Using docker to test before deploying on Kubernetes
Troubleshooting and testing the pipeline using docker compose is a good way to test the pipeline before deploying it on Kubernetes (even kind). It really helps to understand how the different components interact with each other and, specially, how to configure them.

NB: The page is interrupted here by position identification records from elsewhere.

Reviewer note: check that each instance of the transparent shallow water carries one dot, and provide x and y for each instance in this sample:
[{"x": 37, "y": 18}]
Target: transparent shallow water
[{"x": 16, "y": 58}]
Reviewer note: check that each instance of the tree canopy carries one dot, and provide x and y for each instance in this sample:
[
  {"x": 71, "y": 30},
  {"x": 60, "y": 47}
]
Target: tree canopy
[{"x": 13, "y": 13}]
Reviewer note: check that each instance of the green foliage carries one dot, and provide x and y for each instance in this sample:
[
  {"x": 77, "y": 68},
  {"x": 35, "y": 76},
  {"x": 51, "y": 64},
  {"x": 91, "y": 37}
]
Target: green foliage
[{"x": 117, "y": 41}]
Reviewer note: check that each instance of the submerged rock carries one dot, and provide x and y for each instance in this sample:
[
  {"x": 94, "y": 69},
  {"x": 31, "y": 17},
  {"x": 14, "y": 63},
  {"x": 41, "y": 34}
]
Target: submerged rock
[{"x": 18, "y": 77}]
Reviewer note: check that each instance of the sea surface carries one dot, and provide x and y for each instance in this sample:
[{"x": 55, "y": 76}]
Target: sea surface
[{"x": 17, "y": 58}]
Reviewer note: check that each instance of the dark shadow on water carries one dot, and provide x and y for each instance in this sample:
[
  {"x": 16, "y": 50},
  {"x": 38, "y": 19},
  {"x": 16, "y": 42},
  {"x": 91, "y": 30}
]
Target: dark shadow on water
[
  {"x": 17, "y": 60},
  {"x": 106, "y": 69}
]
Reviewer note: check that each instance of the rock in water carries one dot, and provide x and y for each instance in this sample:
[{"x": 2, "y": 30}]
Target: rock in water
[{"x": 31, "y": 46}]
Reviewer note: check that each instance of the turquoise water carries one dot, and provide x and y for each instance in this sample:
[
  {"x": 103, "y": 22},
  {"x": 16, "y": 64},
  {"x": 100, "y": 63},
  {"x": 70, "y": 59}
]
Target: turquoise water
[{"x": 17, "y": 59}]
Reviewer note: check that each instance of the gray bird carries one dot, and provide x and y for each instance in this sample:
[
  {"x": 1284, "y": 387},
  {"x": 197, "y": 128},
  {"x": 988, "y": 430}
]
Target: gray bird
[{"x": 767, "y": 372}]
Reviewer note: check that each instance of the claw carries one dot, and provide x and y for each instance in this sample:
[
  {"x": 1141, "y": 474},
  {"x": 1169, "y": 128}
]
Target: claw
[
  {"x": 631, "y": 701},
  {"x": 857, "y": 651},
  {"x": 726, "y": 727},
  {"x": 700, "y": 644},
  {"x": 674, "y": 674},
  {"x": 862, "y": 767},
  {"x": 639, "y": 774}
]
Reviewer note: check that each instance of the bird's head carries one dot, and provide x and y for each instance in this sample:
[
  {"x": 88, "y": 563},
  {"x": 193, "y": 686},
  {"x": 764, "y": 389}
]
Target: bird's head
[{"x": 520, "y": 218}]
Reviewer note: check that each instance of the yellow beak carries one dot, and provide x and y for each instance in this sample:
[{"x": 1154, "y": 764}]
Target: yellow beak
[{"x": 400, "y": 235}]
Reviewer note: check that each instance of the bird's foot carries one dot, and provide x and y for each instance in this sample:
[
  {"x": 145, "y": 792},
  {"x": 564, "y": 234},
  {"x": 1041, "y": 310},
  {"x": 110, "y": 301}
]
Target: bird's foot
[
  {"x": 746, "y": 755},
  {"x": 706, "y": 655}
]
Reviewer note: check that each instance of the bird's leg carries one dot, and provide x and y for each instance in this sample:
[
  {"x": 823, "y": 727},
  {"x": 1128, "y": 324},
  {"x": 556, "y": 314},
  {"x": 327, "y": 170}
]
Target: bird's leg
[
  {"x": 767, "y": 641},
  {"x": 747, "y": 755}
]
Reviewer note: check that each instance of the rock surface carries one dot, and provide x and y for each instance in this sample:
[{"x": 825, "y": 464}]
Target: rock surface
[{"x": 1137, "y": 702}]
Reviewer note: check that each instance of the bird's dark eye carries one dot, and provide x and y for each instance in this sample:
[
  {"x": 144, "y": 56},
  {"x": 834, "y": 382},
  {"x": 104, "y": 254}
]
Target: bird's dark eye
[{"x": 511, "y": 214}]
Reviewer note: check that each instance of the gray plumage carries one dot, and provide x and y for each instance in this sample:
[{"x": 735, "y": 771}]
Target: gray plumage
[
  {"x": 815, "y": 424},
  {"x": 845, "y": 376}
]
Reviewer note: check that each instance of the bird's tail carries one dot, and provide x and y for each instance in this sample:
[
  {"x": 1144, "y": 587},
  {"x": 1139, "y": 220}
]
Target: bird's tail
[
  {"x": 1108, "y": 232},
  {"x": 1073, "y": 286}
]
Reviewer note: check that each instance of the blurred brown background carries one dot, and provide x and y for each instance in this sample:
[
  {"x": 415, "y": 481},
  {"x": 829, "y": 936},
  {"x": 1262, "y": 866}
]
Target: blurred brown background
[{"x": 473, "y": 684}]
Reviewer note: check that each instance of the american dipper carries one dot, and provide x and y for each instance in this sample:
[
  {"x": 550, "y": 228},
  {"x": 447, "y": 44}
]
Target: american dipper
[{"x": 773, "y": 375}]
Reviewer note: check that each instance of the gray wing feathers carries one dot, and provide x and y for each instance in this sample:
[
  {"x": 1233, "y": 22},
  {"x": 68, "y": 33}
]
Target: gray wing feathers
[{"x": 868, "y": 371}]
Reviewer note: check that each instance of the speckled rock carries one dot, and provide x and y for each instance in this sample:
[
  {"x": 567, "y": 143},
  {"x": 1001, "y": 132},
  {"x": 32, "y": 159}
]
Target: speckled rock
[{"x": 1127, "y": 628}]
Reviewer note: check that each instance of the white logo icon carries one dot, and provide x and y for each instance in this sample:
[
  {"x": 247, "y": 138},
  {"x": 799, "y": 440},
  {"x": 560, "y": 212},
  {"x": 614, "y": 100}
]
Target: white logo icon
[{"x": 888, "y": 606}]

Network Introspection of the pipeline
Using Kyanos
Using Kyanos to introspect the network traffic of the pipeline. Kyanos is an eBPF-based network issue analysis tool that enables you to capture network requests, such as HTTP, Redis, and MySQL requests, yes you read it right L7 with eBPF
Running the following command can identity the slowest requests in the pipeline:
1
2
# considered increasing the time to catch more requests
sudo kyanos stat --slow --time 10
The TUI will show something like this:
Scrapping the RabbitMQ metrics takes a whooping (and fortunately constant) ~35ms. You might also see requests from vector aggregator to openobserve here (interesting considering that the data has been compressed)
Increasing granularity with TraceeShark
Traceeshark brings the world of Linux runtime security monitoring and advanced system tracing to the familiar and ubiquitous network analysis tool Wireshark. Using Traceeshark, you can load Tracee captures in JSON format into Wireshark, and analyze them using Wireshark’s advanced display and filtering capabilities
After tracing the pipeline with Tracee, you can load the JSON file into Wireshark and analyze it using Wireshark’s filtering capabilities. Filtering by event name and process name (tracee.eventName == "net_packet_raw") && (tracee.processName == "erts_sched_2")
you will see many packets from RabbitMQ to Vector being retransmitted
75055 3.711563231 TCP e798c7cf4174 1 20 erts_sched_2 33 net_packet_raw writev 172.18.0.8 172.18.0.13 [TCP Retransmission] 15692 → 40404 [PSH, ACK] Seq=7241 Ack=187 Win=65024 Len=7240 TSval=3992918735 TSecr=2436525398
This is also an interesting result considering that both containers shared the same docker network.